Боже мой… Что это, черт возьми, такое?
Краска отхлынула от моих щек, и моя кровь закипела от его слов. Его слова вернули меня в состояние Кэндис, экономки. Маленькой служанки, у которой не было хребта.
Предупреждающие колокола звенят в моем сознании, словно церковные колокола, созывают верующих на воскресную службу. То, что я вижу и слышу, — это огонь, с которым, как я знала, я играла, и я собираюсь сгореть, если не буду думать на ходу.
— Что ты имеешь в виду?
Я не могла быть более унижена, когда он протянул руку и обхватил мою левую грудь, нежно сжав ее.
— Покажи мне, сейчас. — Его глаза становятся каменными, плоскими, жесткими… опасными. — Если хочешь, чтобы я сделал ставку на тебя, дай мне посмотреть, прямо сейчас. Достань эти сиськи.
Я едва могу дышать, не говоря уже о том, чтобы скрывать свое отчаяние, а отчаяние — вот что я есть. Худшее, что я могу сделать, это позволить ему увидеть это. Я росла с кучей мальчишек, и они были не обычными мальчишками, поэтому я знаю, что не стоит делать то, что мне говорят в таких ситуациях.
— Нет, — отвечаю я, и шок, который заполняет его лицо, — классический. Он убирает руку с моей груди и убирает другую с моего бедра.
Я стою и смотрю на него, буквально соображая на ходу. Скажи такому человеку, как он, что он не может чего-то иметь, и он захочет этого еще больше.

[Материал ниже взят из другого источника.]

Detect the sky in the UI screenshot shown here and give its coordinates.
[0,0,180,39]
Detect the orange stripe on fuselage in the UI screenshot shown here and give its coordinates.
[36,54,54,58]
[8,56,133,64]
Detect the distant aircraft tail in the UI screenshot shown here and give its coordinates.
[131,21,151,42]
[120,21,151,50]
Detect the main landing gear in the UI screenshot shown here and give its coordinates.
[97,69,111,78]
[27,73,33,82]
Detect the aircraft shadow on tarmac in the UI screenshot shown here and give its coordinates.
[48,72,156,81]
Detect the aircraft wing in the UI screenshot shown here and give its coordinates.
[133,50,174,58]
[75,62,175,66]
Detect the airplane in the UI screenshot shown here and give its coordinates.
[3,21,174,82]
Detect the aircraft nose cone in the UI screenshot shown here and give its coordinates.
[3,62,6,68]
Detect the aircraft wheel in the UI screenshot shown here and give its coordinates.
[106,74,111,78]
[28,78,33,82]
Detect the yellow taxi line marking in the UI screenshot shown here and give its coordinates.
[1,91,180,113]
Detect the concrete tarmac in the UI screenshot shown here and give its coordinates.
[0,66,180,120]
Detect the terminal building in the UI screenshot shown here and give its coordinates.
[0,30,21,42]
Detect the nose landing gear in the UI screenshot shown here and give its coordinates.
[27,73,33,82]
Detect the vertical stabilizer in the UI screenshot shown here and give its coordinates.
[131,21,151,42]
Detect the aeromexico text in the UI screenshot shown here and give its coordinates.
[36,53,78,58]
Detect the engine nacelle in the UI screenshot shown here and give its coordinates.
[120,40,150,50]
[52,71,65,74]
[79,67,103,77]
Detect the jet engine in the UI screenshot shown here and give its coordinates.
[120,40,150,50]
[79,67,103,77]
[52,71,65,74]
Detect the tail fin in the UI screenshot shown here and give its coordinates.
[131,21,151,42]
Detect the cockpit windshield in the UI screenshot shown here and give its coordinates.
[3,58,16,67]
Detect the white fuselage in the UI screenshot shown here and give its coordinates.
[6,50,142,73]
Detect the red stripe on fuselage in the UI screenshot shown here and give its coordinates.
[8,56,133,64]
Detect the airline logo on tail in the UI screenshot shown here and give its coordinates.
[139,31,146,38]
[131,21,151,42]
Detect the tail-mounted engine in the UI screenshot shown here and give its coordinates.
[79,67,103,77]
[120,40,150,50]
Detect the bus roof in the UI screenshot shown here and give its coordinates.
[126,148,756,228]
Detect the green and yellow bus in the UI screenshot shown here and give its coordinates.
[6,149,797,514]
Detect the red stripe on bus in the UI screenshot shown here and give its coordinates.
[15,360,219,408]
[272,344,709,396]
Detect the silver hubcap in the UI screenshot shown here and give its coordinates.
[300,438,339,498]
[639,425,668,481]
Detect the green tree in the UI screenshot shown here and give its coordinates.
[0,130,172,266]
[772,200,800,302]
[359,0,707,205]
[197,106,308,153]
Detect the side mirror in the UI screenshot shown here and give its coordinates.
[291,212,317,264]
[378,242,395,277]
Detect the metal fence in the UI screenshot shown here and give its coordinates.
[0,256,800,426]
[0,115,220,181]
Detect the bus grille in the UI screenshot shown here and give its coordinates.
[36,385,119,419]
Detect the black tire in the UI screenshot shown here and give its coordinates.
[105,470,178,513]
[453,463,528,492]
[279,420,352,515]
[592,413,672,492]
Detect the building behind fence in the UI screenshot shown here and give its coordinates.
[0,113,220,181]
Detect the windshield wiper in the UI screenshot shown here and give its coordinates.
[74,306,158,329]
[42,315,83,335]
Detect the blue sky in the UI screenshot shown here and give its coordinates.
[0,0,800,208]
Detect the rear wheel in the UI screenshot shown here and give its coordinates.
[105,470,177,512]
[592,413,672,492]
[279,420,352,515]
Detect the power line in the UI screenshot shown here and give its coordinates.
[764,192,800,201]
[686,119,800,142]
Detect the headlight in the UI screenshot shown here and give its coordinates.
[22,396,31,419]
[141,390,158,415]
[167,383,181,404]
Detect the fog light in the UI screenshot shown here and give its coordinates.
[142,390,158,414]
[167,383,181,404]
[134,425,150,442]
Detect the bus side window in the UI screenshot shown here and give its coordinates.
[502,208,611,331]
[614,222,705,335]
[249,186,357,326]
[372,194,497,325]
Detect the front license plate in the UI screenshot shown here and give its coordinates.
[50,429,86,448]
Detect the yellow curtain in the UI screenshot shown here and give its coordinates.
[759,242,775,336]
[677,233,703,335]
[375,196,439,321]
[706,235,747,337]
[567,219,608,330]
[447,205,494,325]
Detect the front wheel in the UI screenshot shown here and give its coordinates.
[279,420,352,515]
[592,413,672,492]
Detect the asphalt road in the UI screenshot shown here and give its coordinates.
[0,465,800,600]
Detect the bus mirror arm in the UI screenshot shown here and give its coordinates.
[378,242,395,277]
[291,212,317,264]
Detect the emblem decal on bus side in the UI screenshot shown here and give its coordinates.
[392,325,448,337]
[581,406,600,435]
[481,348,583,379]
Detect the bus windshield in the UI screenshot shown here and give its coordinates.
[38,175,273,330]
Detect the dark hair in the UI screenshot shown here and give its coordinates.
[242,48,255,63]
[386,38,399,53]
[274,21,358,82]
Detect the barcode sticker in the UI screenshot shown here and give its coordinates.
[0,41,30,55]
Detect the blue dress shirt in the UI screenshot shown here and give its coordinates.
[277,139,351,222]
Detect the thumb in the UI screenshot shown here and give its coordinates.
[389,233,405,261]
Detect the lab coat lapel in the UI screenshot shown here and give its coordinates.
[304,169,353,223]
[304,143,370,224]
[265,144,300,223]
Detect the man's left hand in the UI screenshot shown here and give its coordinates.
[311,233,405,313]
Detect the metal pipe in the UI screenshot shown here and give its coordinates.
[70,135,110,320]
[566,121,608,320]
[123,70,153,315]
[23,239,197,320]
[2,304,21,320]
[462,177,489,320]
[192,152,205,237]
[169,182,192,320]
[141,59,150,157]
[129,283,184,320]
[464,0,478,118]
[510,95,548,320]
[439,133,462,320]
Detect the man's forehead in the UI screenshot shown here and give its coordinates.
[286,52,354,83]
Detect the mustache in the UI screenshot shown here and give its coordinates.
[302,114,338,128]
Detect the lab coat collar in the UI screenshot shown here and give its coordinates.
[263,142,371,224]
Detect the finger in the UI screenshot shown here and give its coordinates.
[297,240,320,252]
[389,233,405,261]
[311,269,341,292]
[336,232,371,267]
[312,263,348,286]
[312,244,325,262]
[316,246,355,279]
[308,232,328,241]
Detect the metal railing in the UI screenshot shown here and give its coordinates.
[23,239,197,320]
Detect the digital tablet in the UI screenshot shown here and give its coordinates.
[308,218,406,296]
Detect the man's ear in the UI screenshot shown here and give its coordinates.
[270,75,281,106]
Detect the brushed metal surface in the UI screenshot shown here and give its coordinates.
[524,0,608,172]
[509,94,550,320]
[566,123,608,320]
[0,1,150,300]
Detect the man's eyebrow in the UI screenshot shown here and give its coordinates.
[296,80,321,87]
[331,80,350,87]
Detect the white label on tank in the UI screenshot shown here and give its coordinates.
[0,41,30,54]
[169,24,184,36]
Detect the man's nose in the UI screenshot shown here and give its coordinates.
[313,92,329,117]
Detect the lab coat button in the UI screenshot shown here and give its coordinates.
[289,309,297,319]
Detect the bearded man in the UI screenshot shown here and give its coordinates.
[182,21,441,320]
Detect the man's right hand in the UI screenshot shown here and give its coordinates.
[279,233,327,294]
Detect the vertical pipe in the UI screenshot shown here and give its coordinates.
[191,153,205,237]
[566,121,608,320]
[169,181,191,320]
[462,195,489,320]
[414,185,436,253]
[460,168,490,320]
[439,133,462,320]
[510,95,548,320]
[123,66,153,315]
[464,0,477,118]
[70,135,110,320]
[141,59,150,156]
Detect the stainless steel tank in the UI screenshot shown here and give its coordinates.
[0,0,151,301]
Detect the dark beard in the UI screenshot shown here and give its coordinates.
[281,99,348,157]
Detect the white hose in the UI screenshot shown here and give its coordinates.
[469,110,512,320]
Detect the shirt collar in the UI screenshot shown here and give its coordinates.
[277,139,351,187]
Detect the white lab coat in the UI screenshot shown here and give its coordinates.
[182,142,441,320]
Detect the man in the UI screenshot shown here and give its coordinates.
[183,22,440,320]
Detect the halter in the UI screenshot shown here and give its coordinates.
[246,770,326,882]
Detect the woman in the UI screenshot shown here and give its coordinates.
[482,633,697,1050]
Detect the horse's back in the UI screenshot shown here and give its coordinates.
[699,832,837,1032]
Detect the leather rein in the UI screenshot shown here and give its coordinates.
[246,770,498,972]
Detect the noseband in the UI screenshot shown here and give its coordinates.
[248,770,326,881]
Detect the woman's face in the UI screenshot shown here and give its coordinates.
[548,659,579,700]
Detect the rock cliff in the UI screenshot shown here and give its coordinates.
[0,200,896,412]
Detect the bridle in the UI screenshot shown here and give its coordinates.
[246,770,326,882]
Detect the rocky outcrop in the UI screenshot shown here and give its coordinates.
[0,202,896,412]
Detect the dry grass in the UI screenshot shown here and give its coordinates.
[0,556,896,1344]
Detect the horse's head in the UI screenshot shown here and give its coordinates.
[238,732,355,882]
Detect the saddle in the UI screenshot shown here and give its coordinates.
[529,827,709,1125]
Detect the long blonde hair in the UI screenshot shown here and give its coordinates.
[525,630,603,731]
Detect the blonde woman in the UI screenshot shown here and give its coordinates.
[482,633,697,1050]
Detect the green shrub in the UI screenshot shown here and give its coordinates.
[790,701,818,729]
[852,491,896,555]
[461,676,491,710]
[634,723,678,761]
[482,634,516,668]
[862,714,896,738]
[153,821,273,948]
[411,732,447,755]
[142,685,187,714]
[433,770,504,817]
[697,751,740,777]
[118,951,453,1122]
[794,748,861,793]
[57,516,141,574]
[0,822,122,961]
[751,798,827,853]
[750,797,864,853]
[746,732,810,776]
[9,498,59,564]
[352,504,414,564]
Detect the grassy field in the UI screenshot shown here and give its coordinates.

— Не трудись делать ставки на меня. Очевидно, я ошиблась на твой счет. — Я делаю несколько шагов от стола, молясь, чтобы то, что я только что сделала, было правильным, и я просто не облажалась.
— Я буду делать ставки, — кричит он, и я останавливаюсь на полпути. Я смотрю на него через плечо. — Я буду делать ставки и выиграю. А потом я буду наслаждаться, наблюдая, как ты делаешь то, что тебе говорят. Я буду владеть тобой после этого аукциона, и ничто не будет для меня недосягаемым. Все ожидания и игры, ты возместишь мне этим своим прелестным ротиком на моем члене. И чего бы ты от меня ни хотела… ты будешь работать ради этого, мадемуазель.
Я не отвечаю. Я просто смотрю и ухожу.
Когда я ухожу от его пронзительных глаз, инстинкт заставляет меня бежать. Когда я дохожу до передней части дома, меня поражает вопрос, что я делаю.
Что я на самом деле делаю?
Этот человек не из моей лиги. Он был серьезен.